Originally published on EIA.

During the past few years, several models of plug-in electric vehicles (PEVs), including battery electric vehicles (EVs) and plug-in hybrid electric vehicles (PHEVs), have been introduced in the light-duty vehicle market. PEVs are limited by driving range, which is related to battery capacity, and can usually travel between 60 and 200 miles before recharging. Therefore, charging infrastructure is crucial to the success of these kinds of vehicles. To address this issue, states have established plans to promote the development of infrastructure through financial incentives for the building of new public and private recharging facilities.

charging-stations-incentives

Source: U.S. Energy Information Administration, based on Alternative Fuels Data Center

In 2008, Washington and Oregon established plans to facilitate PEV travel by installing recharging stations at convenient intervals on major travel corridors, including along Interstate 5 (I-5), the main north-south highway that runs from Canada to Mexico. Each station contains one 480-volt direct current (DC) fast charger and one 240-volt Level 2 charger. Fast chargers take 15 to 30 minutes to charge a vehicle’s battery, while Level 2 chargers take about 4 hours.
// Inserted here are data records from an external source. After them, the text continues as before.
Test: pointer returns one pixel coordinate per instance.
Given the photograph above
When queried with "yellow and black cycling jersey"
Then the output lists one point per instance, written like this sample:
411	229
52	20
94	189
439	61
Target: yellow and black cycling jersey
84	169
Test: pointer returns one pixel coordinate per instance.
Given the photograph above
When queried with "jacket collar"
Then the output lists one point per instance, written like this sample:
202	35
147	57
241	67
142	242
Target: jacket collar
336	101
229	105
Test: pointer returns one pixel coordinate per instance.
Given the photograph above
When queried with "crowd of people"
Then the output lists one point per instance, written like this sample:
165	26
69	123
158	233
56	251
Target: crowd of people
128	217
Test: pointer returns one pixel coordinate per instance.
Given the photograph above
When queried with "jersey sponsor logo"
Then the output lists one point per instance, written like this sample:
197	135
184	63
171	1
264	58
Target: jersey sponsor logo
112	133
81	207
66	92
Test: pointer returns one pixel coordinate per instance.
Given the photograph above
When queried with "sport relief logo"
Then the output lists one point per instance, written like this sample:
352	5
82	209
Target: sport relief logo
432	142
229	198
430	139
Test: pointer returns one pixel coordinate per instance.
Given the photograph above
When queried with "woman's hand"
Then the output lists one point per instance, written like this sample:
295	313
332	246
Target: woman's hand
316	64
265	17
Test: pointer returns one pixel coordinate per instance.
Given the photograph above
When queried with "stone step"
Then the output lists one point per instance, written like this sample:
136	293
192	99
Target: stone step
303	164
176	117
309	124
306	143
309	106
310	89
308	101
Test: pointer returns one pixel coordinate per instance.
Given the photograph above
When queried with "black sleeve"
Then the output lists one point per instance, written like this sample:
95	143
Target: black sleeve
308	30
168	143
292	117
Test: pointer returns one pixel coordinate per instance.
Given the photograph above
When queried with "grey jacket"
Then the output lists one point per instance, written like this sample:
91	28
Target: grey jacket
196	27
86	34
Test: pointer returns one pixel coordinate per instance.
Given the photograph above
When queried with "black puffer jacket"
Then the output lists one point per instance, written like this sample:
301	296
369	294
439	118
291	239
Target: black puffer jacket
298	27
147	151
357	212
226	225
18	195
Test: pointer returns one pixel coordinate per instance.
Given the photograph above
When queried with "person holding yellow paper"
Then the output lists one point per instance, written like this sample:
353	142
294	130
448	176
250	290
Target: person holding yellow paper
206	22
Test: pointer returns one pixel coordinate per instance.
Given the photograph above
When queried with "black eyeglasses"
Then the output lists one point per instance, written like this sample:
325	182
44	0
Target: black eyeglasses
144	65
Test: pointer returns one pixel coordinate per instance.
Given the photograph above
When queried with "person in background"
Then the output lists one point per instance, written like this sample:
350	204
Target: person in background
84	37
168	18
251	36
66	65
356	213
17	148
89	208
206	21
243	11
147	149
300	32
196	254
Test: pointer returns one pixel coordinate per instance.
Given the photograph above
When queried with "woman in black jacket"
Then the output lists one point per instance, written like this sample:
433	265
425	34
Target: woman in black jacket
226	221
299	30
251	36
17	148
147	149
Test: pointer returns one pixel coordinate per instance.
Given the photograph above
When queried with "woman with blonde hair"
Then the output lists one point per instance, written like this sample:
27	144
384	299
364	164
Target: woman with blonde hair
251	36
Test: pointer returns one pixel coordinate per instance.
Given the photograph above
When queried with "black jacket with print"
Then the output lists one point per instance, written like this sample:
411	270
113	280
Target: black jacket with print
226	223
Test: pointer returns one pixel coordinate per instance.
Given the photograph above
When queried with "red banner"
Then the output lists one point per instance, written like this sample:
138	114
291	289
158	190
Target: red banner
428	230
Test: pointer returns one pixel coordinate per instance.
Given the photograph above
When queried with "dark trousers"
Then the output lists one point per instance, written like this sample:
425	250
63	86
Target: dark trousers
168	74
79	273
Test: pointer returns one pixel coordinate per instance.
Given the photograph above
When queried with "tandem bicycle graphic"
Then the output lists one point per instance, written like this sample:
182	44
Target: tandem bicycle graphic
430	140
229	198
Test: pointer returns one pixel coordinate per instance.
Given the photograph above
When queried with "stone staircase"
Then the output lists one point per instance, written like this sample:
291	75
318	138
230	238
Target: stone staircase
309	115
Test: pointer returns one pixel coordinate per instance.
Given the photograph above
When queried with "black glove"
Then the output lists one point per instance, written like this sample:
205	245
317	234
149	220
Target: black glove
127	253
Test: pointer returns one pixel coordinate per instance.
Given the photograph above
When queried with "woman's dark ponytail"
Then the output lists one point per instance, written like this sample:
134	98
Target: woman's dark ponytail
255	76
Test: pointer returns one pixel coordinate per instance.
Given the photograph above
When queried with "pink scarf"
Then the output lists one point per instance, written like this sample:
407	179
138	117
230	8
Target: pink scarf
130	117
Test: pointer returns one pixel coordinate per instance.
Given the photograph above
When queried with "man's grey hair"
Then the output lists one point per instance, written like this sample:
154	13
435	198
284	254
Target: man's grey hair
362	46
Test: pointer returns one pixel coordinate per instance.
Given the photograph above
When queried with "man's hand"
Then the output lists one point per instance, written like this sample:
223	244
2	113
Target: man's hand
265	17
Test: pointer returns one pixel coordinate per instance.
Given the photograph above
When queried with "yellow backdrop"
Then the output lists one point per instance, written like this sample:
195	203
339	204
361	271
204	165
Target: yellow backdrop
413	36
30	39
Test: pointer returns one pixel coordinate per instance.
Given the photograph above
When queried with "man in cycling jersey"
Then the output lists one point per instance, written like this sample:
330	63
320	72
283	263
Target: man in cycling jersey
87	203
Fast chargers are now located every 25 to 50 miles along the 585 miles of I-5 running through Washington and Oregon, as well as along other major routes in these states. Oregon also offers a tax credit for the installation of charging stations, valued at 25% of the cost for residences and 35% for businesses.

Washington and Oregon now have about 5% and 4%, respectively, of the nation’s total public charging stations, despite having only about 2% and 1% of the nation’s total light-duty vehicles. From March 2012 through April 2014, PEV drivers recharged 17,917 times in Washington and 18,522 times in Oregon, mostly using fast chargers. Total kilowatthours consumed were also similar: 154,881 in Washington and 153,256 in Oregon.

California also plans to add charging stations along its length of I-5, extending what state governments have called the “West Coast Electric Highway” all the way to Mexico. At this point, California has focused its efforts on building charging infrastructure around its major cities. The state currently has more than one-fifth of the U.S. public charging stations.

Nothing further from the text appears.